Figure 2. Construction of the prognostic model. (A) Predictor selection by the LASSO and (B) forest plots of the 15 OS-related immune-related long noncoding RNA pairs (IRlncRNAPs) identified by Cox proportional hazard regression, the represented prognostic IRlncRNAPs with hazard ratios >1 are shown as red dots and the represented prognostic IRlncRNAPs with hazard ratios <1 are shown as blue dots.
Table 1. Prognostic IRlncRNAPs and their corresponding coefficients.
Validation of the Immune-Related Long Noncoding RNA Pair Signature
A riskScore for each patient was computed (Supplementary Table 3). We used the riskScore to draw the ROC curves of patients and to calculate the respective AUC values. The AUC values for the 1-, 2-, 3-, and 5-year ROC curve of the riskScores were 0.788, 0.810, 0.825, and 0.868, respectively (Figure 3A), which were greater than 0.75, indicating a high specificity and sensitivity of this prognostic signature. In addition, compared with clinical features such as age, gender, grade, and TNM stage, our IRlncRNAPs signature generated the largest AUC value (Figure 3B).

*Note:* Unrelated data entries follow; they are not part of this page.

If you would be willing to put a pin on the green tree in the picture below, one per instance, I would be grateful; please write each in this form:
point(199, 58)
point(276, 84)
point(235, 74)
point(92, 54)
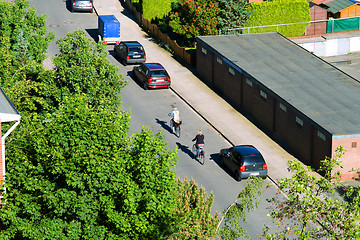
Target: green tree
point(234, 216)
point(313, 209)
point(233, 14)
point(280, 12)
point(191, 18)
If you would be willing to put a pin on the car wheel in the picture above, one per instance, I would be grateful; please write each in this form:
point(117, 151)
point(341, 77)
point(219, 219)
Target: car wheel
point(237, 176)
point(221, 161)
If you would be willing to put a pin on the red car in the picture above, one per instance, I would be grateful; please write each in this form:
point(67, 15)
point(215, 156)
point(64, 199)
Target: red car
point(152, 75)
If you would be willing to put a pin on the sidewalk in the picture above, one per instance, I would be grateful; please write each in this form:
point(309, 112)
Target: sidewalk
point(234, 126)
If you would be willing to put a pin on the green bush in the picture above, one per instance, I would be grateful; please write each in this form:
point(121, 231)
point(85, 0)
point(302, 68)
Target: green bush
point(153, 9)
point(280, 12)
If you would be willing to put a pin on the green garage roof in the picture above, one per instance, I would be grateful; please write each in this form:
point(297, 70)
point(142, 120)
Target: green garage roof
point(322, 93)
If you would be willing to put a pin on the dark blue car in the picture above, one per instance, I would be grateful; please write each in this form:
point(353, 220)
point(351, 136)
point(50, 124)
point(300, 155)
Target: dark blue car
point(244, 161)
point(130, 52)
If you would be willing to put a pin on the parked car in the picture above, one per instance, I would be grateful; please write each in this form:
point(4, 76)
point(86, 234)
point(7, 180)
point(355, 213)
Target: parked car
point(152, 75)
point(130, 52)
point(244, 161)
point(82, 5)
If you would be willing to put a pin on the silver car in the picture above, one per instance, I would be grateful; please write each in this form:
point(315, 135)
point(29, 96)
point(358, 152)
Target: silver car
point(82, 6)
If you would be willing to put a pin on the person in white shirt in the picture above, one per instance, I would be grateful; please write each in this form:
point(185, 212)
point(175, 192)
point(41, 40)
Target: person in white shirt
point(175, 117)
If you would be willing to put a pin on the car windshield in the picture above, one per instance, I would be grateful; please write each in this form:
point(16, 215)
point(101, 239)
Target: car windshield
point(135, 50)
point(251, 160)
point(159, 73)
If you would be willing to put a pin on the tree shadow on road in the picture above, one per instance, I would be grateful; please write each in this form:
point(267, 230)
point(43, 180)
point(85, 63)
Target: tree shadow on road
point(216, 158)
point(185, 149)
point(164, 125)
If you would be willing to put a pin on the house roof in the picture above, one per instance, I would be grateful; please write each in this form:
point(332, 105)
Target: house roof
point(315, 89)
point(336, 6)
point(8, 112)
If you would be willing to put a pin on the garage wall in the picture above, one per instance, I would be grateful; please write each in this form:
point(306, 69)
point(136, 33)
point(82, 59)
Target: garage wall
point(273, 114)
point(204, 58)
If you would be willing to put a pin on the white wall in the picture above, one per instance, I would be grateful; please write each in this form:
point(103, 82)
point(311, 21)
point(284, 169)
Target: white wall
point(333, 47)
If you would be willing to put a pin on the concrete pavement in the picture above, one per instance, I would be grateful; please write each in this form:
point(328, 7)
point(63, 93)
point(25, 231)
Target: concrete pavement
point(229, 122)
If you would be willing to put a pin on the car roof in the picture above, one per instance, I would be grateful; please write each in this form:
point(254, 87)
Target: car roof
point(246, 150)
point(132, 43)
point(154, 66)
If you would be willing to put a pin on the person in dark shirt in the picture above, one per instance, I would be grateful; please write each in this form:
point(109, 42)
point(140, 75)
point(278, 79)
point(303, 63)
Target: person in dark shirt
point(199, 141)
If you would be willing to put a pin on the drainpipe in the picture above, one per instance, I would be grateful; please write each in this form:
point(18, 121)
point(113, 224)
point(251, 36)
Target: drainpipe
point(3, 151)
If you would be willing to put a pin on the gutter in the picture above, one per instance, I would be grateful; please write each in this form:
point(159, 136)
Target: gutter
point(3, 152)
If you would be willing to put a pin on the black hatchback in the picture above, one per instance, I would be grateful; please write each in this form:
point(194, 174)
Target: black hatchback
point(244, 161)
point(130, 52)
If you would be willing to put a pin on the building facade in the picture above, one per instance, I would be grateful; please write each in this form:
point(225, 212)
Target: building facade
point(8, 115)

Figure 3. Prognostic value of the IRlncRNAPs signature. (A) Time-dependent ROC curve analysis of riskScores and (B) the respective 5-year ROC curves of riskScores and other common clinical characteristics. (C) The cut-off point of the riskScore on the 1-year ROC curve was 1.610. (D) Kaplan–Meier survival curve analysis for the high- and low-risk group based on the riskScore.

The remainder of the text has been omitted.